The same could be said with the robotics pieces and parts—before they would often disappear and vanish. Now, I can have a student practice building his robot four or five times and then go really put it together. They get to go through that whole scientific process and hypothesize, and create, and make adjustments, and then build it.
How does AR and VR prepare students for future careers?
I’m a big Malcolm Gladwell fan and he talks about how it takes 10,000 hours of practice to be considered a master at something. The students now are getting those repetitions. They’re getting exposures to so many different things that [used to require] the wood shop, or home economics or the automotive lab.
Now they can do those things in a much faster, more efficient, and—best of all—extremely accurate way because so much of this content is created with support from the industry.
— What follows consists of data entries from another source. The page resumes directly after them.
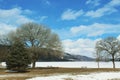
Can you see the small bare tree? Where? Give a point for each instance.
(110, 47)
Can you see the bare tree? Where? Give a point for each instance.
(37, 36)
(110, 47)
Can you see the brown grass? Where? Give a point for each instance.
(50, 71)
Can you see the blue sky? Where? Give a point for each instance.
(79, 23)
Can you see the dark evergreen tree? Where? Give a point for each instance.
(18, 58)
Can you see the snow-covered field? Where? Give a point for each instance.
(92, 76)
(74, 64)
(77, 64)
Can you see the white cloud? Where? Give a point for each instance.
(95, 29)
(5, 28)
(42, 18)
(81, 46)
(118, 37)
(10, 19)
(93, 2)
(71, 14)
(105, 10)
(46, 2)
(14, 16)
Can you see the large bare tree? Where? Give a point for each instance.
(110, 47)
(36, 37)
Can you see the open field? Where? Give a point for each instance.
(42, 72)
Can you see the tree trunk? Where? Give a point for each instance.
(33, 64)
(98, 64)
(113, 61)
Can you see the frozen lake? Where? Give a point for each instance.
(79, 64)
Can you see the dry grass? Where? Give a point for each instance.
(50, 71)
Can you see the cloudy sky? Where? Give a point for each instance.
(79, 23)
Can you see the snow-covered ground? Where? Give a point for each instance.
(74, 64)
(77, 64)
(92, 76)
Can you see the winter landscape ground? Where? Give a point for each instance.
(61, 71)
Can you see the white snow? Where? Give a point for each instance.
(79, 64)
(92, 76)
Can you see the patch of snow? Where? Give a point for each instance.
(79, 64)
(92, 76)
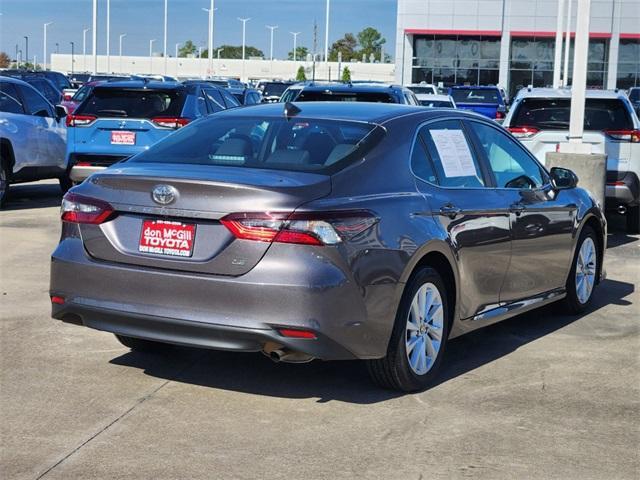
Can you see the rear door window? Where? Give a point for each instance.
(148, 103)
(9, 99)
(554, 113)
(453, 158)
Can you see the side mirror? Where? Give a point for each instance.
(563, 178)
(61, 111)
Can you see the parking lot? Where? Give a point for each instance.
(538, 396)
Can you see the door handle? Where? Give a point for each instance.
(517, 208)
(450, 211)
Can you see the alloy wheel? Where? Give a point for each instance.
(424, 328)
(586, 270)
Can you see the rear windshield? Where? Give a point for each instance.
(274, 89)
(549, 113)
(299, 144)
(112, 102)
(475, 95)
(329, 96)
(435, 103)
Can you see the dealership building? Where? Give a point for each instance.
(511, 42)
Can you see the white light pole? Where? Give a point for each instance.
(108, 35)
(94, 34)
(579, 83)
(295, 43)
(272, 28)
(326, 35)
(84, 48)
(122, 35)
(244, 37)
(567, 46)
(557, 59)
(151, 55)
(44, 50)
(164, 47)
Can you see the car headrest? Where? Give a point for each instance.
(233, 150)
(339, 152)
(291, 157)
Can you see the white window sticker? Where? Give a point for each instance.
(454, 153)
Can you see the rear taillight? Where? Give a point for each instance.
(80, 209)
(170, 122)
(80, 120)
(523, 132)
(632, 136)
(325, 228)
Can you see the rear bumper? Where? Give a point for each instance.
(288, 288)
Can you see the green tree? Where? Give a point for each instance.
(301, 76)
(347, 45)
(346, 75)
(232, 51)
(189, 48)
(4, 60)
(370, 41)
(301, 53)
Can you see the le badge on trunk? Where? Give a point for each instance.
(164, 194)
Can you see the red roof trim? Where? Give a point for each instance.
(462, 33)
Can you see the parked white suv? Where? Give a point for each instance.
(539, 117)
(33, 137)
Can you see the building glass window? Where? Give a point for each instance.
(628, 63)
(456, 60)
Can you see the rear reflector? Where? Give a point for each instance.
(632, 136)
(523, 132)
(322, 228)
(80, 209)
(294, 333)
(80, 120)
(170, 122)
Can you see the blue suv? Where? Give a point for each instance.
(121, 118)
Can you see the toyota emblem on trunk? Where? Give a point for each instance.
(164, 194)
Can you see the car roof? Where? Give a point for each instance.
(432, 96)
(376, 113)
(142, 84)
(566, 93)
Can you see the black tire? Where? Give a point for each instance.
(65, 183)
(633, 220)
(572, 305)
(394, 371)
(4, 182)
(142, 346)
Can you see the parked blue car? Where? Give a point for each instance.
(487, 101)
(121, 118)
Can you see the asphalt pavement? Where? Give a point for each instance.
(539, 396)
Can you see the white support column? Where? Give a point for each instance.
(579, 82)
(614, 47)
(557, 59)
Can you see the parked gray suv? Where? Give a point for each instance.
(328, 231)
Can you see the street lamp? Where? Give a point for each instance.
(272, 28)
(151, 55)
(84, 48)
(72, 52)
(44, 50)
(244, 37)
(122, 35)
(295, 43)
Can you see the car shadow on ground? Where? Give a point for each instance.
(23, 196)
(347, 381)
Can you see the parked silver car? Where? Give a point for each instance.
(326, 230)
(32, 137)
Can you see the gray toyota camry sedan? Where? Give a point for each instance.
(326, 231)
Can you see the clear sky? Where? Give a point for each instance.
(142, 20)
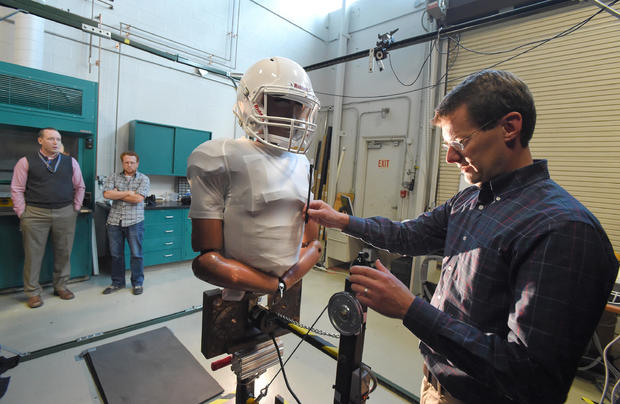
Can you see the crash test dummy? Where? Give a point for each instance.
(248, 194)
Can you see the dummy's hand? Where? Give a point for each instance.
(327, 216)
(380, 290)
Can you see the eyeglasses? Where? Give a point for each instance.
(458, 145)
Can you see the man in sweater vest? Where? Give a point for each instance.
(47, 191)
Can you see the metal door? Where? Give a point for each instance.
(383, 177)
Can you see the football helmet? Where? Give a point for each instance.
(276, 105)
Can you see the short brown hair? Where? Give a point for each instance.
(44, 129)
(488, 96)
(130, 153)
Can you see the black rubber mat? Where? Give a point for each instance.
(152, 367)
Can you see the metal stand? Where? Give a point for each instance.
(243, 328)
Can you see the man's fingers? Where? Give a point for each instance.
(369, 272)
(380, 266)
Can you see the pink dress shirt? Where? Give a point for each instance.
(20, 176)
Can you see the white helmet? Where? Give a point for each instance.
(276, 104)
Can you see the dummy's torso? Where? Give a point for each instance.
(259, 193)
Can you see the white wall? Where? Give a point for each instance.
(410, 110)
(233, 34)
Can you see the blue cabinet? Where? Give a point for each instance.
(167, 237)
(164, 149)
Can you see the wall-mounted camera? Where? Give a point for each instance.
(380, 51)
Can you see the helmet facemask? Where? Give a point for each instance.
(276, 105)
(282, 120)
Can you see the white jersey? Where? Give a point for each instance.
(259, 193)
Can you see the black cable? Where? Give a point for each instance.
(439, 81)
(263, 391)
(308, 198)
(282, 368)
(430, 53)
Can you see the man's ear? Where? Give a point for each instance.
(512, 124)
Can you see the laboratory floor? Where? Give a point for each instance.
(63, 377)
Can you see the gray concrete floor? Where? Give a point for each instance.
(63, 377)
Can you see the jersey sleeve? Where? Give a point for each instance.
(209, 179)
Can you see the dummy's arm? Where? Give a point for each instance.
(212, 267)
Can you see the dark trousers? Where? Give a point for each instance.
(134, 235)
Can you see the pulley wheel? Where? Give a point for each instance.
(345, 313)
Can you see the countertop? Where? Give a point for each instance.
(158, 205)
(8, 211)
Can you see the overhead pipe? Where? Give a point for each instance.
(78, 22)
(514, 13)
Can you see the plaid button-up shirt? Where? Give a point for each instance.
(526, 273)
(127, 213)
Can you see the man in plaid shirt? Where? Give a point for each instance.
(127, 191)
(527, 269)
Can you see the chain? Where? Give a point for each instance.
(314, 330)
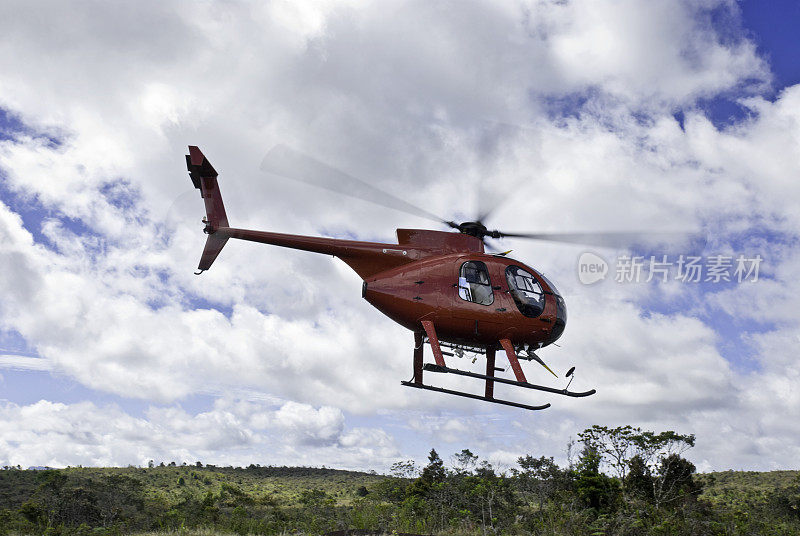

They’re getting the accurate training they need, and I think that puts them at a huge advantage over a student who is still doing it the traditional way.
We also want to prepare our students for jobs that don’t exist yet. We want them to have some fundamental skills they’re comfortable with, and I believe working in a virtual reality environment is one of those skills.
What funding tips do you have for other districts interested in adding AR and VR to their CTE programs?
Ask, ask, and ask again. Ask anyone who cares about education and has a passion for technology.
Hopefully you’re using your professional network. For me, ACTE is a great resource—being a member of that family and just reaching out and saying, ‘Guys, I’m looking for grants.’ Whether it’s Bill and Melinda Gates or the federal government, there is money there.
And every state has a Carl Perkins grant, which is our federal money towards Career and Technical Education. Tapping into that is a great way to fund your programs. That’s hundreds of millions of dollars that our federal government is pouring into CTE. Whether you’re post-secondary or secondary, you have access to that money.
Michael Carbenia's favorite VR content
- VR Automotive Expert—“Having access to the program allows students to practice safely before they go in there and start pulling things apart.”
- VIVED Science—“In our Vet-prep academy students are dissecting animals and increasing their depth of knowledge before they transfer into our high school veterinary program and began live surgeries.”
- Human Anatomy Atlas—“Students can watch all of the body's muscle movements in real time and watch the body change.”
- Leopoly—“Students are allowed to build and create in a digital sandbox connected to a 3D printer and then print the objects they have created.”